Lecture analytique du poème « Le Pot de terre et le Pot de fer » de Jean de La Fontaine
Ce poème est une fable. Ce genre poétique a été inventé par Ésope. C’est en général une histoire plus ou moins longue s’achevant sur une moralité. Chez La Fontaine, la fable est en vers (ici des vers de sept syllabes qu’on appelle des heptasyllabes mêlés à des vers de douze syllabes que l’on appelle des alexandrins ; si bien que l’on parle de vers mêlés).
Le texte peut aisément être découpé en quatre parties.
La première est purement narrative (avec ses passés simples « proposa », « excusa », etc.). Cette partie présente les personnages et l’intrigue.
La seconde est un dialogue entre les deux pots (les guillemets, l’alternance des répliques, les tirets, les verbes de parole comme « dit » ou « repartit », le présent en témoignent). Ce dialogue est essentiellement argumentatif puisque le pot de terre donne les raisons de son refus de partir, et le pot de fer tente de le convaincre de venir avec lui.

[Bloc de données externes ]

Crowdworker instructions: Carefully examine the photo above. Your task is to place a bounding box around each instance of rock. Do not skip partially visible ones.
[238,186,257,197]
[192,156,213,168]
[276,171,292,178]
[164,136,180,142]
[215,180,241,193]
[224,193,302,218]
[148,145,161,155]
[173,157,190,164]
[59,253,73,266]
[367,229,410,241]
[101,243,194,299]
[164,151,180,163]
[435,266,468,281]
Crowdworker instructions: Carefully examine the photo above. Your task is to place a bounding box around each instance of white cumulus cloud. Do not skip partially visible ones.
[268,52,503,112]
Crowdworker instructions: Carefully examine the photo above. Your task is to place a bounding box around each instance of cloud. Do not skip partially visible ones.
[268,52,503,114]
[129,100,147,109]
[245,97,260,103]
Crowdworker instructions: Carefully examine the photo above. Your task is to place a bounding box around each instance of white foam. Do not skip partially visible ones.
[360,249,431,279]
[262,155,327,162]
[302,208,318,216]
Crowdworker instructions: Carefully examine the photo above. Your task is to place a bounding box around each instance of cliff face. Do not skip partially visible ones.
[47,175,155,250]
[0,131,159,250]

La troisième partie est constituée d’une série de vers au présent de narration, ce qui rend le récit (qui tend déjà vers la fin) plus vivant. Il y a ainsi une nette accélération du rythme ; l’effet dramatique est renforcé, le pot de terre clopinant vers son destin. Cette petite excursion est racontée en heptasyllabes. Ce vers impair se prête bien au récit de la progression sur trois pieds des pots :
Pot de fer son camarade
Se met droit à ses côtés.
Mes gens s'en vont à trois pieds,
Clopin-clopant comme ils peuvent,
L'un contre l'autre jetés
Au moindre hoquet qu'ils treuvent.
L’aspect comique de ce court voyage est renforcé par les nombreuses allitérations (répétitions de consonnes) peu harmonieuses qui évoquent les chocs des pots entre eux (les sons « tr » ou « k ») ou encore les assonances (répétitions de sons vocaliques « an » ou « on ») qui traduisent les efforts des pots.
En achevant ce récit et en passant à la moralité (c’est la quatrième partie), La Fontaine change de mètre et utilise l’alexandrin qui est un vers plus long, plus harmonieux, un vers pair (aisément découpable en deux parties égales qu’on appelle des hémistiches).
Ne nous associons qu'avecque nos égaux,
Ou bien il nous faudra craindre
Le destin d'un de ces Pots.
Cependant, la fable s’achève avec des heptasyllabes (sur deux vers uniquement), comme si la parole du poète diminuait de volume en même temps que le nombre de syllabes diminue.
La moralité consiste à tirer d’une histoire un enseignement, une leçon. Elle nous montre que cette histoire de pots est une allégorie : ces pots représentent des personnages. Ainsi, le pot de fer représente le puissant, le riche, le pot de terre représente le faible, le pauvre. Selon La Fontaine, les deux ne sauraient vivre ensemble sans danger pour le deuxième.